Google DeepMind Tak Mau Kalah
Tak ingin kalah dalam perlombaan, Google DeepMind, cabang AI milik Google, juga menawarkan paket kompensasi sebesar US$20 juta per tahun bagi para peneliti papan atas. Lebih dari sekadar uang tunai, mereka juga memberikan hibah ekuitas di luar siklus kompensasi biasa. Bahkan, Google memangkas periode vesting saham dari empat tahun menjadi tiga tahun agar peneliti mendapatkan haknya lebih cepat.
Kebijakan ini menunjukkan bahwa perusahaan teknologi kini benar-benar berinvestasi besar pada talenta yang dapat mendorong kemajuan AI, terutama di era di mana teknologi seperti ChatGPT, Gemini, dan Claude tengah mendominasi lanskap digital dunia.
Perburuan Talenta oleh Para Raksasa Teknologi
Fenomena ini turut dikomentari oleh Ariel Herbert-Voss, mantan peneliti di OpenAI, yang kini mendirikan startup AI-nya sendiri, RunSybil. Menurutnya, perusahaan teknologi besar bergerak sangat cepat dan siap membayar sangat mahal demi mendapatkan kandidat terbaik.
“Mereka bertindak seperti dalam permainan strategi,” ujarnya. “Seolah-olah sedang menyusun pasukan dengan cermat—mereka mencari benteng, ksatria, dan pion yang paling kuat untuk memenangkan perang AI.”
Persaingan ini bahkan membuat para pemimpin perusahaan besar langsung turun tangan dalam proses perekrutan.
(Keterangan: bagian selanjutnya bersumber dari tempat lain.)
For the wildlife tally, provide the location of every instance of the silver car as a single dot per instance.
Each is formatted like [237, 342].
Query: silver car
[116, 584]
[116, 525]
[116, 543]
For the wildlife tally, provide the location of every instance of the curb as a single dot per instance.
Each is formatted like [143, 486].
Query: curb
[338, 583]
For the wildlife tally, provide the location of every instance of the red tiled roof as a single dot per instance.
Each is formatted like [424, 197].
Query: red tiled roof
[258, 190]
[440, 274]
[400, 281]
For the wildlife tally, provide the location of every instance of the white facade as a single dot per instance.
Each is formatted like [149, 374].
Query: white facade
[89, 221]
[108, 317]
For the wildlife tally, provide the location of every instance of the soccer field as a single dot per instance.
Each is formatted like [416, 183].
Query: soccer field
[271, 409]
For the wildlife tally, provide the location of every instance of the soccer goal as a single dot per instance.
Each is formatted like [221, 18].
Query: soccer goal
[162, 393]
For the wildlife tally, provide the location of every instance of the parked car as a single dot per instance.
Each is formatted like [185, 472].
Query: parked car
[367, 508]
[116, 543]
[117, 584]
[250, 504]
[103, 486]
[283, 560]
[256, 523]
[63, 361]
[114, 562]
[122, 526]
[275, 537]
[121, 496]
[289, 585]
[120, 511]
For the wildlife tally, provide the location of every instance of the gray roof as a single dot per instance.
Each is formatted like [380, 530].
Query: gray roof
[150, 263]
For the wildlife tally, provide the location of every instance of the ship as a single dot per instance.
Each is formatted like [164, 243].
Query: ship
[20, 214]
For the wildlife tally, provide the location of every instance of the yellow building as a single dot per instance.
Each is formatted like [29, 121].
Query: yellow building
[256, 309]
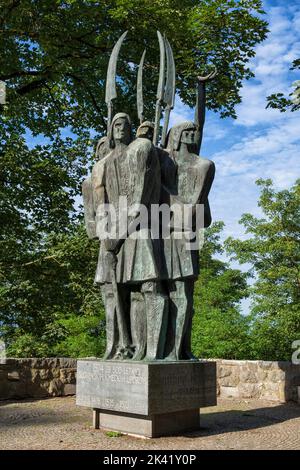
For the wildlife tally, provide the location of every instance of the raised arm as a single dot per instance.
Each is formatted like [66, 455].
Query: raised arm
[200, 106]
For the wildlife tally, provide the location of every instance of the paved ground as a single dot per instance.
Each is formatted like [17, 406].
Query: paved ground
[57, 423]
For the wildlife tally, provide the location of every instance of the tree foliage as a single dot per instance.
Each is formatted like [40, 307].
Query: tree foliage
[279, 101]
[53, 59]
[54, 55]
[219, 328]
[273, 251]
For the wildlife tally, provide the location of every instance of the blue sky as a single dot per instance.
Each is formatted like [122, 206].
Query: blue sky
[260, 143]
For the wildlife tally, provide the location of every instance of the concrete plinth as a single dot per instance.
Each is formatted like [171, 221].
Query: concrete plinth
[149, 399]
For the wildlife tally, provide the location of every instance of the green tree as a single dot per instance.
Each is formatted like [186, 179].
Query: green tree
[53, 59]
[54, 55]
[49, 306]
[279, 101]
[273, 250]
[219, 328]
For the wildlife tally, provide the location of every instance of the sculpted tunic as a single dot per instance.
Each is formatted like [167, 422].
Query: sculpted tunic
[134, 174]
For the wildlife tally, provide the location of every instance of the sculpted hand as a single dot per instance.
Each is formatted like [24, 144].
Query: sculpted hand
[111, 260]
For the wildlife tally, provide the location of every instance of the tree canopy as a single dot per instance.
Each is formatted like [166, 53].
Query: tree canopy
[273, 251]
[54, 55]
[279, 101]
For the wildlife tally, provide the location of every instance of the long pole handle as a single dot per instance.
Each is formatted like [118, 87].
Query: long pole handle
[165, 128]
[157, 122]
[109, 114]
[123, 331]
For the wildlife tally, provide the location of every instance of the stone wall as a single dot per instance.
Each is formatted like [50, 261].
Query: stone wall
[276, 381]
[37, 378]
[51, 377]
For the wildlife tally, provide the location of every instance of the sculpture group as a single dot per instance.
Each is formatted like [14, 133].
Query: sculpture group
[147, 281]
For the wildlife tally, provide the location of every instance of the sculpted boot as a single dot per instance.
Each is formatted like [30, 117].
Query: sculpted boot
[111, 321]
[157, 311]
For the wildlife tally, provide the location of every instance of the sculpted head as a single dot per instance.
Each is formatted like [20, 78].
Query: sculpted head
[120, 130]
[182, 133]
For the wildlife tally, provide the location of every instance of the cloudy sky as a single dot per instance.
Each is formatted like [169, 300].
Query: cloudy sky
[260, 142]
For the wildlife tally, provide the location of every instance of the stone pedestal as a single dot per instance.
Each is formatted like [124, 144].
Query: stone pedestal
[146, 398]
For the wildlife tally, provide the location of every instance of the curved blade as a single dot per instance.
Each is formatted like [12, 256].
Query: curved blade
[139, 89]
[111, 92]
[169, 95]
[161, 80]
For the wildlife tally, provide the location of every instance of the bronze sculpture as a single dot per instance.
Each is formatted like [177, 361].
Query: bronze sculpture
[147, 281]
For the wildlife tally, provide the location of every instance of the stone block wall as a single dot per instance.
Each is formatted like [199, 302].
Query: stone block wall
[51, 377]
[276, 381]
[37, 378]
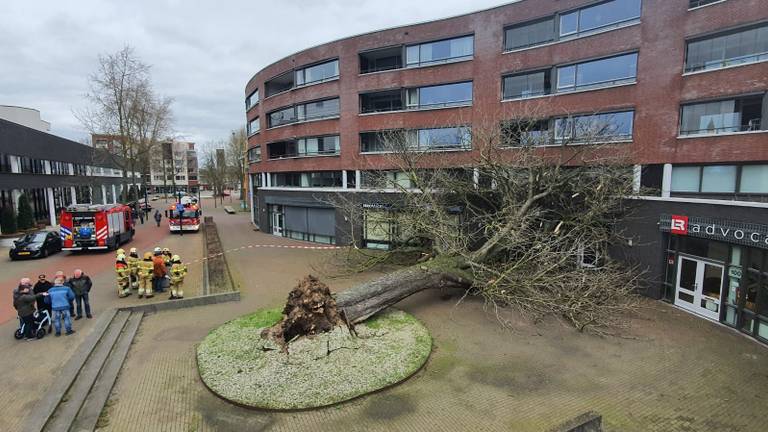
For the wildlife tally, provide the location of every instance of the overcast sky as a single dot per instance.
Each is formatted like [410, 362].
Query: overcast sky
[202, 52]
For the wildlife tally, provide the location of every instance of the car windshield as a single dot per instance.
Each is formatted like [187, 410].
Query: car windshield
[34, 237]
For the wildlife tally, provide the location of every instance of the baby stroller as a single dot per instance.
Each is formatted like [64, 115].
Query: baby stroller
[42, 320]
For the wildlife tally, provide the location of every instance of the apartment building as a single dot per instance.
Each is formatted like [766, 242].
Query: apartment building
[680, 85]
[53, 172]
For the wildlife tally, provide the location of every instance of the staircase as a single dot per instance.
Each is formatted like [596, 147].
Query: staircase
[84, 384]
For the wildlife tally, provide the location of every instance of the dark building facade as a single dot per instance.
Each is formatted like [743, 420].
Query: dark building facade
[680, 85]
[52, 172]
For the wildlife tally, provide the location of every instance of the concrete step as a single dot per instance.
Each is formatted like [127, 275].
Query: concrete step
[88, 416]
[45, 407]
[75, 397]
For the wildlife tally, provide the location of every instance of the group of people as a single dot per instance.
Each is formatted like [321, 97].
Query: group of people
[57, 299]
[155, 272]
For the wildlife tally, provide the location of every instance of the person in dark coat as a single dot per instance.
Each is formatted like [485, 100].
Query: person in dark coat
[81, 285]
[42, 286]
[24, 303]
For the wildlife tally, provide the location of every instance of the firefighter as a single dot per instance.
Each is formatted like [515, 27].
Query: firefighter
[145, 276]
[178, 271]
[133, 266]
[123, 277]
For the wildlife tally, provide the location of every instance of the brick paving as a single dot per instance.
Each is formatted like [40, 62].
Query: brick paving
[670, 372]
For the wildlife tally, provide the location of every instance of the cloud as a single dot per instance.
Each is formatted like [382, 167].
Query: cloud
[202, 53]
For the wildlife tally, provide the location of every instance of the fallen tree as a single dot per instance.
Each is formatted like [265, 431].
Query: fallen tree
[526, 227]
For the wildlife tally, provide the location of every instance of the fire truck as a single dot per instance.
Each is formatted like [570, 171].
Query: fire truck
[189, 220]
[95, 227]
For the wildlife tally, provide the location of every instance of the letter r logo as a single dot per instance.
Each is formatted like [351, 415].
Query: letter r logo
[679, 225]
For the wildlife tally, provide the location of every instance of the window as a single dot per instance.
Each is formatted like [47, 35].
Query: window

Salah satu contohnya adalah Noam Brown, sosok penting di balik sejumlah terobosan besar di OpenAI. Pada tahun 2023, saat ia sedang mempertimbangkan peluang kerja baru, ia diundang oleh tokoh-tokoh besar seperti Sergey Brin (pendiri Google) untuk makan siang pribadi dan bahkan bermain poker di rumah Sam Altman, CEO OpenAI.
Akhirnya, Brown memilih untuk tetap bersama OpenAI, bukan karena tawaran gaji tertinggi, tetapi karena dedikasi perusahaan terhadap visi dan sumber daya yang sesuai dengan minat risetnya.